Je m’appelle Elisabeth Moreno, je suis Ministre déléguée auprès du Premier ministre, en charge de l’égalité entre les femmes et les hommes, la promotion de la diversité et de l’égalité des chances. J’ai eu la chance de commencer ma vie en tant que cheffe d’entreprise, j’ai créé ma première entreprise, j’avais vingt ans. Ensuite, j’ai basculé dans le monde des grands groupes, j’ai travaillé pour un grand groupe français, américain, chinois, et au mois de juillet 2020, j’ai eu la grande surprise et l’honneur d’être nommée au sein du gouvernement de Jean Castex. Vous savez, quand vous êtes petit, il y a une forme d’insouciance qui vous protège des difficultés de la vie. Et moi, j’étais heureuse, je vivais dans mon village avec les grands-mères qui s’occupent des enfants, on vit dehors, tout le monde se connait, tout le monde se … il y a une forme de solidarité dans la misère qui est très importante.

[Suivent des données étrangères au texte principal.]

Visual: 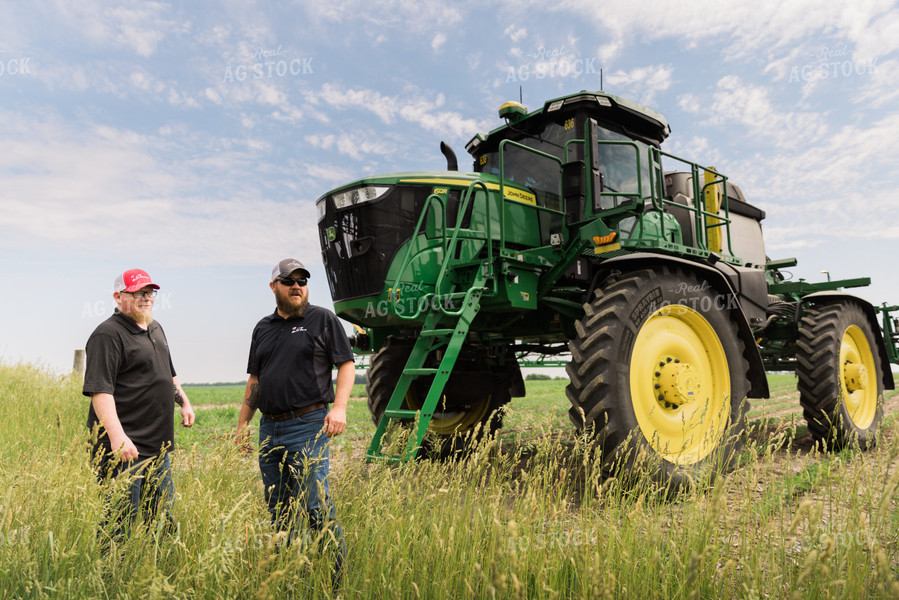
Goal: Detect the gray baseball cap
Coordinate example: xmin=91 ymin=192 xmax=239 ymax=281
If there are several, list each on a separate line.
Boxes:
xmin=272 ymin=258 xmax=309 ymax=281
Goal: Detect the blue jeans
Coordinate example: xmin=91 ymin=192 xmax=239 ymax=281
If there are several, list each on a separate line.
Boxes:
xmin=91 ymin=447 xmax=175 ymax=542
xmin=259 ymin=408 xmax=346 ymax=578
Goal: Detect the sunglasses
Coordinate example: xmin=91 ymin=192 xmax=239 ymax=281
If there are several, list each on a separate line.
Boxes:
xmin=120 ymin=290 xmax=159 ymax=300
xmin=278 ymin=277 xmax=306 ymax=287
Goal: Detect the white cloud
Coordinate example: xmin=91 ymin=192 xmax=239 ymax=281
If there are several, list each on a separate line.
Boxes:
xmin=49 ymin=0 xmax=190 ymax=56
xmin=302 ymin=0 xmax=463 ymax=35
xmin=0 ymin=110 xmax=326 ymax=265
xmin=606 ymin=65 xmax=673 ymax=105
xmin=310 ymin=84 xmax=483 ymax=138
xmin=503 ymin=25 xmax=528 ymax=44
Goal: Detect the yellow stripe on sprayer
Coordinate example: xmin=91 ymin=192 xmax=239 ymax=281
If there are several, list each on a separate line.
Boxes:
xmin=399 ymin=179 xmax=537 ymax=204
xmin=702 ymin=167 xmax=724 ymax=253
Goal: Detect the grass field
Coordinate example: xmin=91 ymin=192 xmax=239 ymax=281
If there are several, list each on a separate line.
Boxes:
xmin=0 ymin=366 xmax=899 ymax=599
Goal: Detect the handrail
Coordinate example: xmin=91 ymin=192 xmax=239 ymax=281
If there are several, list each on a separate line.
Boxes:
xmin=434 ymin=181 xmax=492 ymax=298
xmin=391 ymin=194 xmax=446 ymax=321
xmin=653 ymin=148 xmax=734 ymax=256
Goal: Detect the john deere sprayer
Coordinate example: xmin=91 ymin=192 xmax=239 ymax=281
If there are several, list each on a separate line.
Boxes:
xmin=316 ymin=92 xmax=899 ymax=485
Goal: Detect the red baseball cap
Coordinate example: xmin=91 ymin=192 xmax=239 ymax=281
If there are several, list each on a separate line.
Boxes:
xmin=113 ymin=269 xmax=159 ymax=292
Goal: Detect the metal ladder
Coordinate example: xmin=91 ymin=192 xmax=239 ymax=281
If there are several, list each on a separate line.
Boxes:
xmin=365 ymin=263 xmax=493 ymax=462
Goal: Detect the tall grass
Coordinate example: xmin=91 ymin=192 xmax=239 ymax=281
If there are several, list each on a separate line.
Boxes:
xmin=0 ymin=366 xmax=899 ymax=598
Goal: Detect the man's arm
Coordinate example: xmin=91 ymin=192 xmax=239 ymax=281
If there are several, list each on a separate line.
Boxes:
xmin=91 ymin=394 xmax=137 ymax=462
xmin=324 ymin=360 xmax=356 ymax=437
xmin=234 ymin=375 xmax=259 ymax=450
xmin=172 ymin=375 xmax=196 ymax=427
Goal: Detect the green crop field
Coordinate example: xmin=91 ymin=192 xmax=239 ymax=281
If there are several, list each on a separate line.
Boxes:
xmin=0 ymin=366 xmax=899 ymax=599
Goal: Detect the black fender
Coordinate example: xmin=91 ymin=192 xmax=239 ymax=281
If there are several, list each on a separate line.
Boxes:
xmin=794 ymin=291 xmax=896 ymax=390
xmin=591 ymin=252 xmax=768 ymax=398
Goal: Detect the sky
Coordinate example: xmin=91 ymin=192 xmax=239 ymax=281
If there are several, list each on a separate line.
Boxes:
xmin=0 ymin=0 xmax=899 ymax=383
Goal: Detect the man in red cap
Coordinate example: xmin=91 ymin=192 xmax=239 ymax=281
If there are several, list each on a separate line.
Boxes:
xmin=82 ymin=269 xmax=194 ymax=541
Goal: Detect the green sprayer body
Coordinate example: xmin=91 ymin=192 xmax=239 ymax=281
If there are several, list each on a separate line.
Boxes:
xmin=316 ymin=92 xmax=899 ymax=470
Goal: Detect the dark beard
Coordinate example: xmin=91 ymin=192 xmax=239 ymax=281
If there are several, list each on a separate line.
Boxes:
xmin=275 ymin=294 xmax=309 ymax=319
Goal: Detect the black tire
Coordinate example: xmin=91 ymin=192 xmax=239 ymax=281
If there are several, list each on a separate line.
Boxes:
xmin=565 ymin=267 xmax=749 ymax=489
xmin=365 ymin=338 xmax=521 ymax=458
xmin=796 ymin=301 xmax=883 ymax=450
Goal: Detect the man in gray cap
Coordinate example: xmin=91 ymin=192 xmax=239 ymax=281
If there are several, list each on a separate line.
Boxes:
xmin=236 ymin=258 xmax=356 ymax=582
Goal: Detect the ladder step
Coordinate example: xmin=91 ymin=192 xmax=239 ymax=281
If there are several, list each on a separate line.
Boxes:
xmin=403 ymin=369 xmax=439 ymax=375
xmin=384 ymin=408 xmax=418 ymax=419
xmin=365 ymin=452 xmax=403 ymax=464
xmin=418 ymin=329 xmax=455 ymax=337
xmin=448 ymin=227 xmax=487 ymax=240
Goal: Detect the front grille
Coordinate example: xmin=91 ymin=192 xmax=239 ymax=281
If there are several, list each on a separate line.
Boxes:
xmin=319 ymin=186 xmax=431 ymax=302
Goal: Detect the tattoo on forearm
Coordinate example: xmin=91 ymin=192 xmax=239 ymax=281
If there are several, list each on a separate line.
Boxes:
xmin=243 ymin=383 xmax=259 ymax=410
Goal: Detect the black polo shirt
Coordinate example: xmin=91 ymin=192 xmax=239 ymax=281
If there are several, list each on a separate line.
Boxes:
xmin=82 ymin=310 xmax=175 ymax=456
xmin=247 ymin=304 xmax=353 ymax=415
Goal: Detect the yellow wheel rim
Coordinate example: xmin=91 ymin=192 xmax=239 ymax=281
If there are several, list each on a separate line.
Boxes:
xmin=630 ymin=305 xmax=730 ymax=465
xmin=840 ymin=325 xmax=877 ymax=429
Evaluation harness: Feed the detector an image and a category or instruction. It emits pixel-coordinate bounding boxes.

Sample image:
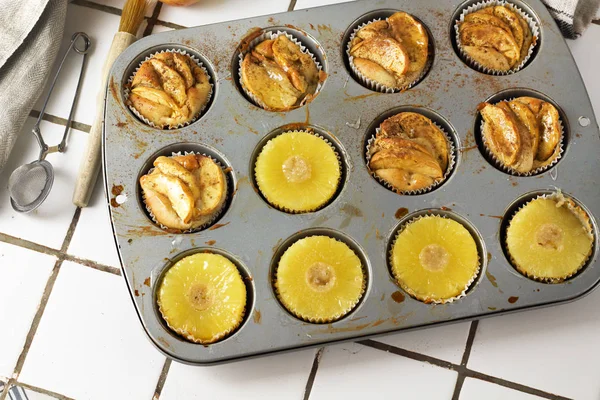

Et donc, j’ai un doux souvenir de cette enfance au Cap-Vert, malgré la misère et la pauvreté parce qu’on vivait bien. Et, c’est un drame qui nous a fait quitter l’archipel. De ce drame, j’ai quitté ma famille, j’ai quitté mon pays et puis je suis arrivée dans ce beau pays qu’est la France, avec une peur au ventre que je vous laisse imaginer, dans un pays, dont je ne parle pas la langue où les gens ne me ressemblent pas, où il fait froid, où les portes ne restent pas ouvertes, où on ne joue pas dans la rue, et tout ça, ça m’avait … enfin pour moi, c’était un choc culturel très important. Et en même temps, C’était le pays qui allait sauver ma petite sœur. »
FD : L’école voulait vous orienter vers un CAP. Pouvez-vous nous raconter ?
Je vois le conseiller, et je lui dis j’ai envie de devenir avocate. Et, je vois le doute dans ses yeux. Et, il me dit : « mais c’est mieux pour toi un CAP. » Je n’ai rien contre les CAP. Je n’ai absolument rien contre les CAP. Mais je voulais être avocate ! Donc, je lui pose la question, je lui dis mais vous êtes sûr qu’en faisant un CAP, je pourrais devenir avocate ? Et, dans son esprit, il n’était pas possible qu’une jeune fille comme moi puisse devenir avocate. Il me dit : « mais, vous allez vous planter ». Je lui ai dit, au moins j’aurai essayé ! Non seulement je suis devenue juge, mais en plus aujourd’hui, je suis ministre. C’est parce que je savais, que je pouvais faire plus que ce qu’on me proposait, et que j’ai toujours pensé que mon destin m’appartenait.
FD : Qui étaient vos modèles ?
Je n’avais aucun rôle modèle autour de moi. Je ne connaissais, quand j’étais jeune, aucune femme noire qui soit à la télévision ou qui soit dans les livres, ou qui me montre qu’autre chose était possible pour moi en tant que jeune fille noire. Et, parce que je n’avais pas ces rôles modèles, je les ai trouvés dans les livres et je les ai trouvés à la télévision. Simone Veil, j’ai vu cette femme qui vit le nazime dans sa chair, et qui revient et qui se bat pour le droit des femmes. Lucie Aubrac, qui est une femme tellement forte, qu’elle libère son homme du joug du nazisme.
Très tardivement, j’ai découvert l’histoire d’Amilcar Cabral, qui est le père de l’indépendance de la Guinée-Bissau, et du Cap-Vert, et qui avait été éduqué qui était un agronome, qui avait fait des études, et je me disais « woah, donc on peut être noir, et faire des études, et réussir ». Vous vous rendez-compte ? Et puis, les artistes qui me faisait vibrer. C’est ça mes modèles, c’est ça mon histoire et ma vie ! Les femmes que je rencontre sont toutes talentueuses, elles ont toutes un don, elles ont toutes des capacités, elles ont toutes des compétences, elles ont des expériences, mais, certaines d’entre-elles ont tellement entendu qu’elles étaient incapables qu’elles étaient incompétentes, qu’elles étaient fragiles, qu’elles étaient précaires, qu’elles ont fini par l’intégrer. Mais, ce n’est pas vrai ! Ce n’est pas vrai. Et, ce que je voulais dire au travers de mon histoire c’est si moi j’y suis arrivée, tout le monde peut y arriver dès lors que vous avez un petit coup de pouce. Moi, ce petit coup de pouce, on me l’a donné et aujourd’hui, j’ai envie de le transmettre.